To zapach zapomnienia, zapach coraz mniej ważkich spraw codzienności, zapach
kurzu wzniecanego bezradnym trzepotem skrzydeł uwięzionego motyla.
Czym byłby kamień bez kropel wody? Może
nienasyceniem... Nasz świat zbudowany jest z kamieni, nasza pamięć pogrąża się
w kamiennej próżni, gdzie spoczywa wieczność – przewlekła choroba Boga i nasza
niemoc wzajemnego przytulenia się do siebie w chwilowym pocałunku, który mógłby
trwać równie nieskończenie, gdyby oczywiście Bóg pożyczył nam swojego
przedłużacza. Albo gdyby Jego choroba okazała się być w końcu zakaźna.

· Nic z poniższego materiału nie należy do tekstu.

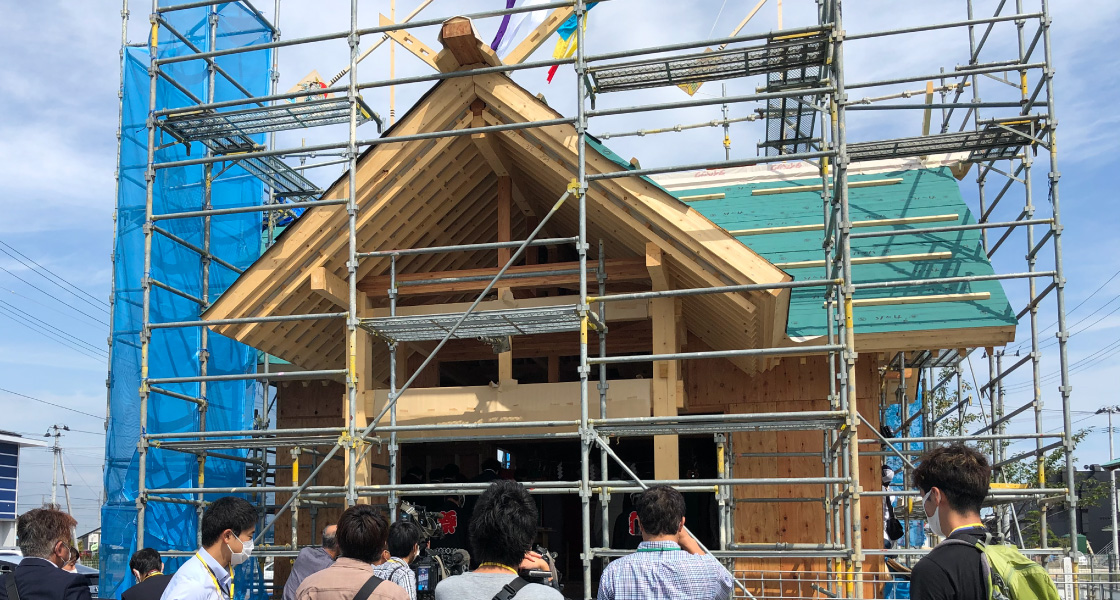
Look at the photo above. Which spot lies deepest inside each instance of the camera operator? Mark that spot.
(669, 563)
(502, 531)
(403, 547)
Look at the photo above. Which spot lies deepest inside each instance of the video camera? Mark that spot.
(436, 564)
(550, 578)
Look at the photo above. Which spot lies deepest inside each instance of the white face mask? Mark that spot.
(238, 558)
(932, 519)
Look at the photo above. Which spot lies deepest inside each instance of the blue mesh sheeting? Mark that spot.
(892, 418)
(175, 352)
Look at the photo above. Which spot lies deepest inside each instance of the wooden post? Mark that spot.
(664, 312)
(553, 368)
(665, 316)
(504, 234)
(364, 369)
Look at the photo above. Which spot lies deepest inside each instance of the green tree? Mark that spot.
(1027, 471)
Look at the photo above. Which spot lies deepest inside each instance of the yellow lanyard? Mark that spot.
(969, 526)
(214, 579)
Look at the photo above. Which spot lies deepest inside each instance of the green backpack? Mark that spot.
(1009, 574)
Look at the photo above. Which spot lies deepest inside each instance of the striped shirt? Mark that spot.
(663, 570)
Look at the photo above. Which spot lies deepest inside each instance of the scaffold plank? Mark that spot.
(485, 325)
(281, 116)
(997, 140)
(804, 53)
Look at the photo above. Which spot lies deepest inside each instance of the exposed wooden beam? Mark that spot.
(870, 223)
(329, 287)
(874, 260)
(617, 270)
(537, 37)
(619, 311)
(496, 157)
(409, 41)
(921, 299)
(463, 47)
(655, 264)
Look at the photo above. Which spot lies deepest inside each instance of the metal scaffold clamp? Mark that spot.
(575, 188)
(346, 441)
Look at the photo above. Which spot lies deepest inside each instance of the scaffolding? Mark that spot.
(805, 105)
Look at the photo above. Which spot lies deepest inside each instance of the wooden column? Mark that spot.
(665, 316)
(364, 368)
(504, 234)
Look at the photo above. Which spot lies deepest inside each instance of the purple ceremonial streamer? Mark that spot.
(505, 22)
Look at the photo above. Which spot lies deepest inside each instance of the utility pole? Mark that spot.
(56, 465)
(1112, 491)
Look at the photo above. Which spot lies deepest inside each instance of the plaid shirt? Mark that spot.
(661, 570)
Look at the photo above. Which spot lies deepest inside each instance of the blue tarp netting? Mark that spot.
(892, 418)
(175, 352)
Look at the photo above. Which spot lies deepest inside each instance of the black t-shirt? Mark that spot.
(951, 571)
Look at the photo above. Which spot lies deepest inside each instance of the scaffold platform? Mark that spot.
(287, 183)
(485, 324)
(213, 124)
(997, 140)
(785, 54)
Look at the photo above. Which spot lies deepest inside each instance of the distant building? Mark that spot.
(9, 483)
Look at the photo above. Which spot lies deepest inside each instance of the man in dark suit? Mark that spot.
(148, 570)
(45, 538)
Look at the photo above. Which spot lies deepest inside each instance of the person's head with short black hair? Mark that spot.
(955, 477)
(47, 533)
(660, 512)
(362, 533)
(146, 563)
(404, 540)
(329, 540)
(227, 528)
(503, 525)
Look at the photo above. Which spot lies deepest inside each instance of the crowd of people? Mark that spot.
(365, 558)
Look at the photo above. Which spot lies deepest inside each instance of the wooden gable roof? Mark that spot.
(442, 191)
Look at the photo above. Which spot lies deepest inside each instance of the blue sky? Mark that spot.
(59, 75)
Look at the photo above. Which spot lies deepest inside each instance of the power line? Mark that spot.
(56, 275)
(45, 324)
(48, 294)
(29, 299)
(52, 403)
(19, 320)
(1088, 298)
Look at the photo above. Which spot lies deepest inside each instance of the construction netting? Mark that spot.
(893, 419)
(175, 353)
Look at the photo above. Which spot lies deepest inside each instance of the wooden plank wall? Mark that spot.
(795, 384)
(311, 404)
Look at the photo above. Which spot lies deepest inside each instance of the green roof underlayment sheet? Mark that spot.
(917, 193)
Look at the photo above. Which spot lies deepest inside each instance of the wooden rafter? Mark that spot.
(410, 43)
(617, 270)
(538, 36)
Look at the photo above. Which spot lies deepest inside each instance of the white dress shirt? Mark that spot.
(201, 578)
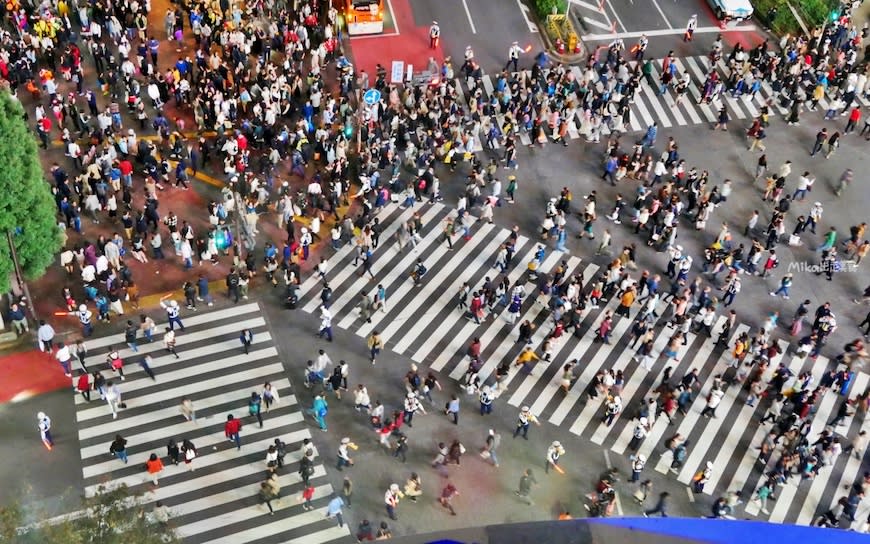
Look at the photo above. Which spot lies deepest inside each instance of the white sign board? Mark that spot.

Konstytucja świata ma, według mnie, również
pewne poprawki: mamy prawo nie kochać innych dzieci, jeśli nie możemy się z
nimi bawić tymi samymi zabawkami. Mamy prawo nie kochać tych, którzy nas
dotkliwie dotykają, jakbyśmy byli kimś z bardzo ubogiej rodziny po leczeniu na
niedomkniętym oddziale życia, komu zoperowano bezwiednie nietykalność. Mamy
prawo nie kochać głosicieli wesołkowatego optymizmu, który jest tylko mdłym lukrem na rozpaczliwej w dojmujący sposób,
głębokiej jak Rów Mariański czerni umysłu. Mamy prawo się sami nie kochać za
to, że wszystko jakoś, mniej lub bardziej biernie, znosimy. Bo nie mamy innego
wyboru, choć przecież zawsze mamy. Mamy też prawo nie kochać bohaterów, których
wszyscy pozostali uwielbiają, a oni mimo to zachowują się jakby byli niekochani...

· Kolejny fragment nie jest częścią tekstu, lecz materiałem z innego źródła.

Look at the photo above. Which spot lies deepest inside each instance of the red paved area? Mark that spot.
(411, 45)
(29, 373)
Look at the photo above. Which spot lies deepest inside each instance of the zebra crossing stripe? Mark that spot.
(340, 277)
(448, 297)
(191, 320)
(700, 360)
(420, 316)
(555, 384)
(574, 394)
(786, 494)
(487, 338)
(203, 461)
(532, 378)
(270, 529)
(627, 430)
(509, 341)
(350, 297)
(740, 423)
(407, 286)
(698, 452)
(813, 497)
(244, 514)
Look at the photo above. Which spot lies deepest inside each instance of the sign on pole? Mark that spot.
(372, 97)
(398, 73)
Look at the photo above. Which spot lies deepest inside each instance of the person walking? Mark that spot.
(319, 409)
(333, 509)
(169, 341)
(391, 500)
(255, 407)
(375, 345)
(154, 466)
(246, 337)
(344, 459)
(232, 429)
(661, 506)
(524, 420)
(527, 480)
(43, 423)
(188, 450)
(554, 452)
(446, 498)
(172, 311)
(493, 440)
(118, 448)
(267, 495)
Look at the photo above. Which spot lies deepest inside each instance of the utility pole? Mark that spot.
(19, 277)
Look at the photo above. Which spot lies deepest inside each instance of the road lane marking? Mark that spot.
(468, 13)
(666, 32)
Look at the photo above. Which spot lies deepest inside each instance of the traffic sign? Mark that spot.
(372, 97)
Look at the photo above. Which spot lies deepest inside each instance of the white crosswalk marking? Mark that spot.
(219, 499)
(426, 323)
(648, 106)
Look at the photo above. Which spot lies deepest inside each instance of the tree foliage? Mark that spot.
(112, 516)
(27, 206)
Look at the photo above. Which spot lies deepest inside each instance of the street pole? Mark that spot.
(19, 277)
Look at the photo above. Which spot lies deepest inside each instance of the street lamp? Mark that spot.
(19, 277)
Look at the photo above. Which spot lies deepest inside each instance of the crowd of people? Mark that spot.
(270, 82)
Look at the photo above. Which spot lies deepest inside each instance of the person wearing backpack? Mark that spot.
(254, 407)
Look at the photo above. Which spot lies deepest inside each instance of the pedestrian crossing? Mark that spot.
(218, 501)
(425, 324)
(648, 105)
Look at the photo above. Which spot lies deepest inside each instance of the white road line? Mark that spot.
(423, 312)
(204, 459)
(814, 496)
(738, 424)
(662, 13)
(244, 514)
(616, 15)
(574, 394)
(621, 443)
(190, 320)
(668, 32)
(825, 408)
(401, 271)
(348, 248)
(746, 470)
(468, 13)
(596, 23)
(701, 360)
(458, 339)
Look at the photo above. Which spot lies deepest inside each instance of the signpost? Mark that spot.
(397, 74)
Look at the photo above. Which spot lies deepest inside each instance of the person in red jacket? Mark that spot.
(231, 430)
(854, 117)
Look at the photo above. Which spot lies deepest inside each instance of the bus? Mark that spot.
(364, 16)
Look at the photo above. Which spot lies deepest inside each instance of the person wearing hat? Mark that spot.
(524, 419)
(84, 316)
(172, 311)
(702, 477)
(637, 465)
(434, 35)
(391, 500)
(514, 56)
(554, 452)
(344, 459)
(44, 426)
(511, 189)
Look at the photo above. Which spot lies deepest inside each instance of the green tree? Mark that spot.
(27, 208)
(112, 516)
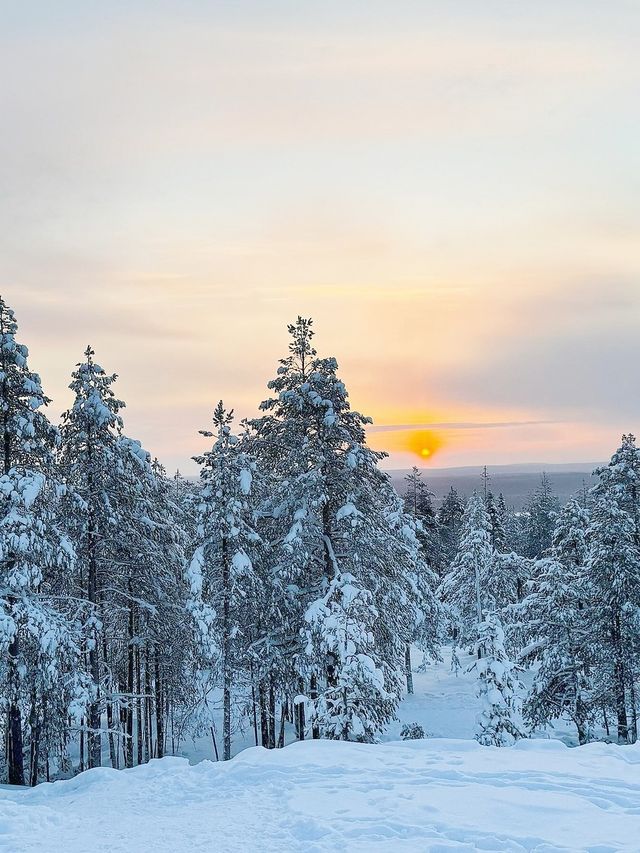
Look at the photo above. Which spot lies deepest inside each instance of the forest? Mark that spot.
(288, 585)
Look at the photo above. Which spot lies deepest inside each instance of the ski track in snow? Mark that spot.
(329, 796)
(430, 795)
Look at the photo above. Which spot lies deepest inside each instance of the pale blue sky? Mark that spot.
(450, 189)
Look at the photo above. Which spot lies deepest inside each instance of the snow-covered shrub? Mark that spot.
(412, 731)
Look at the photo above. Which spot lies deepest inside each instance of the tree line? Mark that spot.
(287, 586)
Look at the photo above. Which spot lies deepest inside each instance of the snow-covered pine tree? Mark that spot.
(498, 687)
(90, 461)
(496, 510)
(613, 577)
(418, 502)
(221, 574)
(449, 519)
(620, 479)
(331, 526)
(464, 589)
(34, 555)
(540, 518)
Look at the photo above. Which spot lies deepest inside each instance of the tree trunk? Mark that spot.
(130, 690)
(299, 713)
(272, 714)
(148, 713)
(15, 757)
(619, 683)
(95, 740)
(226, 653)
(113, 752)
(408, 670)
(139, 720)
(159, 708)
(35, 726)
(313, 693)
(283, 714)
(264, 716)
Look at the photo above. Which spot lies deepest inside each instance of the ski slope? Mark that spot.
(434, 794)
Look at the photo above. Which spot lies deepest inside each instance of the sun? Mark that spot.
(425, 443)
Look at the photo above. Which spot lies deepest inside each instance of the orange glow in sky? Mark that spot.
(445, 192)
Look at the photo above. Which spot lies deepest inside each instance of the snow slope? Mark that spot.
(431, 795)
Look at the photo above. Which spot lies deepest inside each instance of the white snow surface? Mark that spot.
(436, 794)
(433, 794)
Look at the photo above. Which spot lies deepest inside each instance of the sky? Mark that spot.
(450, 190)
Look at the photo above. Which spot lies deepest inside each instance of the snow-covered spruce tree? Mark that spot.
(90, 461)
(464, 589)
(620, 479)
(34, 556)
(497, 511)
(498, 687)
(540, 518)
(223, 582)
(449, 518)
(613, 578)
(341, 565)
(550, 624)
(418, 502)
(148, 598)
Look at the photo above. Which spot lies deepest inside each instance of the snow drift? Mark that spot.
(330, 796)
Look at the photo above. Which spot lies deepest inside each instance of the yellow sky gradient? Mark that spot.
(449, 190)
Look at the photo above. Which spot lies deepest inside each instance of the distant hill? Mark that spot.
(516, 482)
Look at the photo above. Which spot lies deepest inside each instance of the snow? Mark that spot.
(445, 792)
(417, 795)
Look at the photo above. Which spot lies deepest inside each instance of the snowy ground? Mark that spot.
(442, 793)
(431, 795)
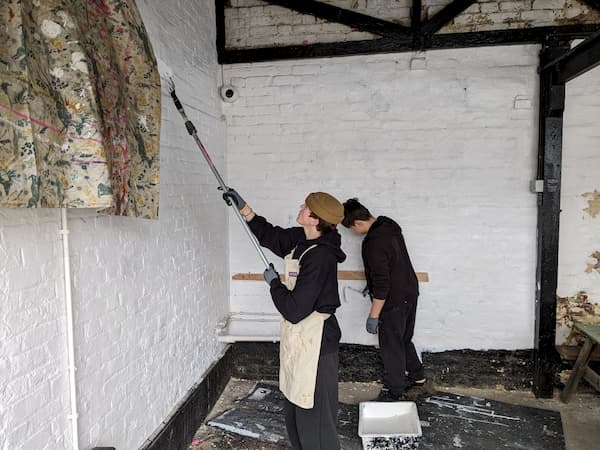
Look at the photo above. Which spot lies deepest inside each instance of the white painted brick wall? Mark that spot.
(147, 294)
(442, 150)
(33, 392)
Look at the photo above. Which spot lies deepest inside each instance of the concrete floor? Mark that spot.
(580, 417)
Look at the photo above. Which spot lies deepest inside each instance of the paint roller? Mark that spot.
(166, 73)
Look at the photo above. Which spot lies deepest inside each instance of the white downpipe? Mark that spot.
(64, 232)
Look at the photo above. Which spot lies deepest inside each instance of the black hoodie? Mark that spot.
(316, 286)
(390, 274)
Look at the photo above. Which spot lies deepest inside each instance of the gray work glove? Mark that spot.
(270, 274)
(231, 195)
(372, 323)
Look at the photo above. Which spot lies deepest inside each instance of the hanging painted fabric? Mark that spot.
(80, 107)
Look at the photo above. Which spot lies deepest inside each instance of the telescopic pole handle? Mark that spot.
(192, 132)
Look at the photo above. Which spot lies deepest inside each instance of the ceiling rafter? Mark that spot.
(361, 22)
(445, 15)
(593, 3)
(389, 45)
(581, 58)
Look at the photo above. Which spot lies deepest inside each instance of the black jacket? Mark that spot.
(316, 286)
(389, 272)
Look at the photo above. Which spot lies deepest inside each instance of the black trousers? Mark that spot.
(400, 361)
(316, 428)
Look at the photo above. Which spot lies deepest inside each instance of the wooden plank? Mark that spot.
(592, 377)
(579, 369)
(342, 275)
(570, 352)
(590, 330)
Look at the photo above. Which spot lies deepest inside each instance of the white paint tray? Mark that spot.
(389, 425)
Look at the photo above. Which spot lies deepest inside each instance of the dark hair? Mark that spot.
(354, 210)
(323, 226)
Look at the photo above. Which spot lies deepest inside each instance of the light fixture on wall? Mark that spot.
(229, 93)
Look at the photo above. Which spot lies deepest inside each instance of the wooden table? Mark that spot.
(581, 368)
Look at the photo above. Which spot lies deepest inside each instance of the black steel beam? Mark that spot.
(593, 3)
(551, 108)
(358, 21)
(578, 60)
(389, 45)
(445, 15)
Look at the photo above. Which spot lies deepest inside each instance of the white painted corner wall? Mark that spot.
(147, 295)
(444, 142)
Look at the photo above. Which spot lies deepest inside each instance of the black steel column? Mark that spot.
(551, 108)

I tych wszystkich celebrytów, próbujących dosiąść pierwiastka czystego bytu w
międzygalaktycznej drodze panspermii po lepsze miejsce do egzystencji. Bo dla
nas nawet siodło jest za wąskie - i to dla prawych z lewej strony Prawosławia, i
to dla sławiących bezprawie z Państwa Półśrodka. Potrzebne jest zatem raczej
jakieś inne, zbiorowe, może nawet specjalnej troski... Bo zawsze ważniejsze
jest prawo, żeby się mnożyć, dzielić (to rzadko), sobie dodawać i innym
odejmować (to często). Potęgować swoje i tak rozrośnięte EGO, mimo że jest go
tak dużo, że nas często wielokrotnie przerasta, jak perz.
Na naszą niekorzyść przemawia fakt, że
jesteśmy tak naprawdę prymitywnym narządem, który od wieków próbuje
bezskutecznie wywindować rozum, aby mógł
oświetlić go blask prawdy i za jej sprawą wykiełkowało zeń wreszcie jakieś
ogólne dobro. Ale nauczyliśmy się tylko karmić wieprze sztucznymi perłami. I
coraz częściej zadajemy sobie pytanie, po której w końcu będziemy stronie i czy
nam się strony nie pomylą, tak jak zwykle.